I had an interesting conversation with Paul Travers, the President and CEO of Vuzix, on the In Transit podcast, where we discussed the value that augmented reality (AR) glasses brings to the warehousing segment. Travers explained how AR glasses can help quicken daily warehousing tasks like picking and sorting, enhancing operational efficiency and reducing the time it takes to train employees on the job. Check this link for the episode.
The Week in Snippets
Rising interest rates are halting warehouse construction in the US, a shift from the building boom driven by e-commerce growth during the pandemic. This downturn, marked by a significant drop in construction starts and industrial real estate sales, is influenced by higher debt costs and a slowdown in leasing demand, though the sector remains robust with low vacancies and continued e-commerce activity.

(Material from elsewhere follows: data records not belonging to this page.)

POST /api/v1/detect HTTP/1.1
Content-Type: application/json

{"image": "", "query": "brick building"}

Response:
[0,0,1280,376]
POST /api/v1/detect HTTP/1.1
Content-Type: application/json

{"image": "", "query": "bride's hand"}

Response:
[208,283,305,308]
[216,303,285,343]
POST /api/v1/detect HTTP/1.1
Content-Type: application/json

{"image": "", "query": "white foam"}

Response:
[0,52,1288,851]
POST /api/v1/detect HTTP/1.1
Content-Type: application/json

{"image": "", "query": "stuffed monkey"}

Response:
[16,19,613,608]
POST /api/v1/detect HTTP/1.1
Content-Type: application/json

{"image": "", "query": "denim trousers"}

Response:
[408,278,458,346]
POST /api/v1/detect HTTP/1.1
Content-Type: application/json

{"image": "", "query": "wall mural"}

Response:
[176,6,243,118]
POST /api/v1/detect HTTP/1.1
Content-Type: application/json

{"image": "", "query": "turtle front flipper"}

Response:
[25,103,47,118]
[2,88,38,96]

The Biden administration's target of achieving 30 GW of offshore wind energy by 2030 faces significant challenges due to rising costs, supply chain issues, and slow permitting processes. Additional hurdles include local content requirements and construction barriers, leading experts to predict a substantial downward revision in offshore wind capacity expectations.
As US warships head to the Gulf of Aden, major shipping lines like OOCL and Maersk are halting or rerouting Red Sea transits due to security concerns, significantly impacting global shipping routes. This strategic shift, influenced by recent maritime security incidents and the involvement of international navies, underscores the escalating tensions in the region and their ripple effect on global trade and maritime operations.

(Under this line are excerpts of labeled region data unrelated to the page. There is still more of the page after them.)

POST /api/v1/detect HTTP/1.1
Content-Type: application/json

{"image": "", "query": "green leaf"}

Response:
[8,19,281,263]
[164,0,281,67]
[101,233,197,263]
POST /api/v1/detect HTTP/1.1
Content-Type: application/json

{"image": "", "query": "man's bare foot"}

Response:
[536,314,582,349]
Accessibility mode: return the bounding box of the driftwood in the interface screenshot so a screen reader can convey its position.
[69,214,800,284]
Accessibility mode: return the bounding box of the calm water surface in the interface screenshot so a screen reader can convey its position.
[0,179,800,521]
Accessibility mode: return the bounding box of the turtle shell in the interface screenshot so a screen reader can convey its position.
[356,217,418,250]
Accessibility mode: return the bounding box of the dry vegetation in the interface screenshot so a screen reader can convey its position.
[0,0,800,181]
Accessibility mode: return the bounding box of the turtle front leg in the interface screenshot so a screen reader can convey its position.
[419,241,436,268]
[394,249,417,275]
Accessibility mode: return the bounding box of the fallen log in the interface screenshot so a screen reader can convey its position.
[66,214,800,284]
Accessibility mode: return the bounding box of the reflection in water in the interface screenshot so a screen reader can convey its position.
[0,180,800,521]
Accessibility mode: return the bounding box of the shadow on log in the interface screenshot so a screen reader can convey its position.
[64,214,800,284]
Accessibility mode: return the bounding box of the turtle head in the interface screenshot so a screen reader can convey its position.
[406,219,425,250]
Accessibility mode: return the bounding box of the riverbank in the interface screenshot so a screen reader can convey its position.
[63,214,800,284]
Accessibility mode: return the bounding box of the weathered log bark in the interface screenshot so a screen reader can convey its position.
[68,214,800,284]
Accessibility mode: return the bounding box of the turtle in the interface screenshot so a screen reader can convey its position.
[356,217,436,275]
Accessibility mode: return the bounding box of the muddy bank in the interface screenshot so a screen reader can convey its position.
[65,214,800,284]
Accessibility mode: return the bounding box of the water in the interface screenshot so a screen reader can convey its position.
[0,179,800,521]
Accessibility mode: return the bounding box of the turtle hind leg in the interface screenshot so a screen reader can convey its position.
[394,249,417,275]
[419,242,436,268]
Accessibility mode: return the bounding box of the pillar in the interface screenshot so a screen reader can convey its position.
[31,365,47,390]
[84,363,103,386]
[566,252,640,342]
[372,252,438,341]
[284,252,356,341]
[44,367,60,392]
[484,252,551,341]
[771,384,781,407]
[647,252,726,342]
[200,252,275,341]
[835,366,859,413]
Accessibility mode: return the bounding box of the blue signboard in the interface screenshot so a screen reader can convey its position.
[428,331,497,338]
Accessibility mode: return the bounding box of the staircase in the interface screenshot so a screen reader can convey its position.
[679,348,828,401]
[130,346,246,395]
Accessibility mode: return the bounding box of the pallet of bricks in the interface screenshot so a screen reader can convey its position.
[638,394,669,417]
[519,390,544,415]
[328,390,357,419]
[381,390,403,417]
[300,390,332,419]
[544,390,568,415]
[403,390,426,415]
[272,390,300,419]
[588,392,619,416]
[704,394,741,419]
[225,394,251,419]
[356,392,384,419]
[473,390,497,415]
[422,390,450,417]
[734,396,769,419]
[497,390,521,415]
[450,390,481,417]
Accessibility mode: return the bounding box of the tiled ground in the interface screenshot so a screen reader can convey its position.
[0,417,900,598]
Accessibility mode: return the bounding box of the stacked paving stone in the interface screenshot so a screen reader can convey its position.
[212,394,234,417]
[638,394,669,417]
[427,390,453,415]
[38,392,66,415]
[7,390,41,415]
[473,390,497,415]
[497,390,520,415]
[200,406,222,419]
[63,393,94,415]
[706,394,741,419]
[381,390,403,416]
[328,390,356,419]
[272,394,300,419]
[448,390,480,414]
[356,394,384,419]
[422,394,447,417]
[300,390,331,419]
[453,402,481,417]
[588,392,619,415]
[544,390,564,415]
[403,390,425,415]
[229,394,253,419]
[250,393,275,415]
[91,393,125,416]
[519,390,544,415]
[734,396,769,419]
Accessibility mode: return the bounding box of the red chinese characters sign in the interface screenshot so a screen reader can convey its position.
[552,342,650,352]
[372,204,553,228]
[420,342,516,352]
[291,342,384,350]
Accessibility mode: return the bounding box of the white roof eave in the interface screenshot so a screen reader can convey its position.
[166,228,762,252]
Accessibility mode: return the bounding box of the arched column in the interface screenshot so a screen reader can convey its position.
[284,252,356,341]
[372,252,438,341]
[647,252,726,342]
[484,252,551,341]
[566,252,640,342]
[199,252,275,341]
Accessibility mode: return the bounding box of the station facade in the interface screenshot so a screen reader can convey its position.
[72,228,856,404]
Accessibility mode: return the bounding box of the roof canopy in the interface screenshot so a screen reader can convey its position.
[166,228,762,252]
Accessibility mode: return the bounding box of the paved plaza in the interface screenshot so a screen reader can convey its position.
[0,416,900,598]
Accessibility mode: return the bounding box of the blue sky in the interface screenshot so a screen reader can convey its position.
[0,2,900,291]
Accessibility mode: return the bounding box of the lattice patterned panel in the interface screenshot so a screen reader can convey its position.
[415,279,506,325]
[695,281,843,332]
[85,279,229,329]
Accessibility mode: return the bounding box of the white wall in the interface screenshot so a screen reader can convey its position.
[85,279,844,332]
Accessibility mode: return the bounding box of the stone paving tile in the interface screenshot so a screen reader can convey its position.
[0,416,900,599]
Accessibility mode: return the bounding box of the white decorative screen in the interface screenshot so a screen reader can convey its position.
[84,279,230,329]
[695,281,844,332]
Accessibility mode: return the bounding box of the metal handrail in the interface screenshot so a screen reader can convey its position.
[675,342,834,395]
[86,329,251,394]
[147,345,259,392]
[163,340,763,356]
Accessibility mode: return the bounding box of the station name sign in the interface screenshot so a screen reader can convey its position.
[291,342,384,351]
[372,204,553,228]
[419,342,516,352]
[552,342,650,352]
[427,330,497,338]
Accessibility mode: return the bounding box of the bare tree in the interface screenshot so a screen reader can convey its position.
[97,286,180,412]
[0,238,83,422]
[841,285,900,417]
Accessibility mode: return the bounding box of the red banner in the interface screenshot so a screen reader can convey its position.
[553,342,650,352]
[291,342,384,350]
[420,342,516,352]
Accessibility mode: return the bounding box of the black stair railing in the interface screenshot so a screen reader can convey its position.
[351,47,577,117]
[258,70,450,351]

Union Pacific and BNSF railroads are urging U.S. Customs and Border Protection to reopen key rail bridge crossings in Texas, closed due to increased immigration activity. The closures are significantly disrupting cross-border trade, affecting a substantial portion of Union Pacific's business and causing widespread supply chain impacts, including congestion and delays in the movement of critical goods.
Quotable
“My sense is that the next bull market pricing cycle—which will happen sometime—will be much more gradual than the prior two cycles that started in Q3 2017 and June/July 2020. As such, don’t expect the market to change overnight and, instead, plan for market dynamics to evolve more slowly as we head further into 2024.”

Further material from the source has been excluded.